Virtually no rentals affordable for essential workers, Anglicare Australia data shows
Only 2.2% of available rentals are affordable for an ambulance worker, and just 0.9% for an early childhood educator or construction worker, according to new data from Anglicare Australia.
The data, released as part of Anti-Poverty Week, provides a snapshot of 45,115 rental listings and found:
696 rentals (1.5%) were affordable for an aged care worker
629 rentals (1.4%) were affordable for a nurse
398 rentals (0.9%) were affordable for an early childhood educator
389 rentals (0.9%) were affordable for a construction worker
352 rentals (0.8%) were affordable for a hospitality worker.
Anglicare’s executive director, Kasy Chambers, said it “should be a national scandal” that “so few of our essential workers can afford to keep a roof over their head”.
Virtually no part of Australia is affordable for aged care workers, early childhood educators, cleaners, nurses and many other essential workers we rely on. It’s no wonder so many critical industries are facing worker shortages.
It’s been clear for years now that the private rental market is failing people on low incomes. Now it’s clear that it’s also failing our key workers – including those who work full-time.
Anglicare is calling on the government to boost social housing and make it an option for more Australians, she said, as well as tax reform “to put people in need of homes, not investors, at the centre of our system”.
Taxpayers should not be funding investors to push up the cost of homes. Momentum is building to change this system once and for all. These results are dire, but they are also an opportunity for change. It has never been more important for governments to take bold action and ensure everyone has a home.
One fix: Get the federal government to take over any in-progress / unfinished high-rise commercial construction projects and fund their conversion to social / public housing instead - before those builds fully complete.

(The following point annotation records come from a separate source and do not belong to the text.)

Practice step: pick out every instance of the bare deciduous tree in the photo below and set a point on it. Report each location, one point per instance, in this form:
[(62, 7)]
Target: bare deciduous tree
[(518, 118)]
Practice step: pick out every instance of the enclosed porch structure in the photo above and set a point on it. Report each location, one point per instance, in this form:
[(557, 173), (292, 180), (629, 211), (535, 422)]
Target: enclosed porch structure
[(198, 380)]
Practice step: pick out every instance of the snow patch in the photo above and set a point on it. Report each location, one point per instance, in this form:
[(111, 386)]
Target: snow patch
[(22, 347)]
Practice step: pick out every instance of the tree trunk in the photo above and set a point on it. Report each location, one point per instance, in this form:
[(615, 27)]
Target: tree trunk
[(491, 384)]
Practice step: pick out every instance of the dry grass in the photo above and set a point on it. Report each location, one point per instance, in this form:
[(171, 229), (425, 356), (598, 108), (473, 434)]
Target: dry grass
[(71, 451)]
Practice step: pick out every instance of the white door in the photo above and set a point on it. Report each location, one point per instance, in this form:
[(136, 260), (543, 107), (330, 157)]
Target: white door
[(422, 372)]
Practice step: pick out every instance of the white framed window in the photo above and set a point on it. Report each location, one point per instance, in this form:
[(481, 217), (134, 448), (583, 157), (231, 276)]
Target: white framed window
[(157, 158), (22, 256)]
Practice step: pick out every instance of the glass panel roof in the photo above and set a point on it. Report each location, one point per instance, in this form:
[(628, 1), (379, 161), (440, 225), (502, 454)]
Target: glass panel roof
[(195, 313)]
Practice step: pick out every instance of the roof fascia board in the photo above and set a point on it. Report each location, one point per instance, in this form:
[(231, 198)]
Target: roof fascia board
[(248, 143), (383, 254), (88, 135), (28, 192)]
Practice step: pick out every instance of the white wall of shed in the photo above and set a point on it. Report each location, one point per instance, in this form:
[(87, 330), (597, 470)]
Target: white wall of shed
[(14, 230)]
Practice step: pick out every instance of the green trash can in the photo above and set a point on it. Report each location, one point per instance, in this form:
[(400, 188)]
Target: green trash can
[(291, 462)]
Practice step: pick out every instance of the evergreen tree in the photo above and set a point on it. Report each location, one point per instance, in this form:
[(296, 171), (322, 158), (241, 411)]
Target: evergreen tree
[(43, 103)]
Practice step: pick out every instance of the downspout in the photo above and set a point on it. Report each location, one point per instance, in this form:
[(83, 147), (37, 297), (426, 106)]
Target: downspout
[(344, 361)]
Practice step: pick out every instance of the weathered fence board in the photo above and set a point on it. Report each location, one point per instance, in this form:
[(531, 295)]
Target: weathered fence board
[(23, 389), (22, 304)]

Everyone can see a commercial real estate bust is about to unwind. There's NO POINT in letting those projects finish and then sit empty and unused for the next 5-10 years while Australian's struggle to find a place to live.
We don't need any more empty commercial high-rises yet that's what most of the cranes across Sydney are busy building.
Meanwhile - the federal government complains that councils can't approve homes fast enough (thanks NIMBY idiots) nor do we have enough tradespeople to build homes??!
Maybe because a good portion of the capital and labor are being WASTED ON BUILDING OUT UNNECESSARY COMMERCAL REAL ESTATE?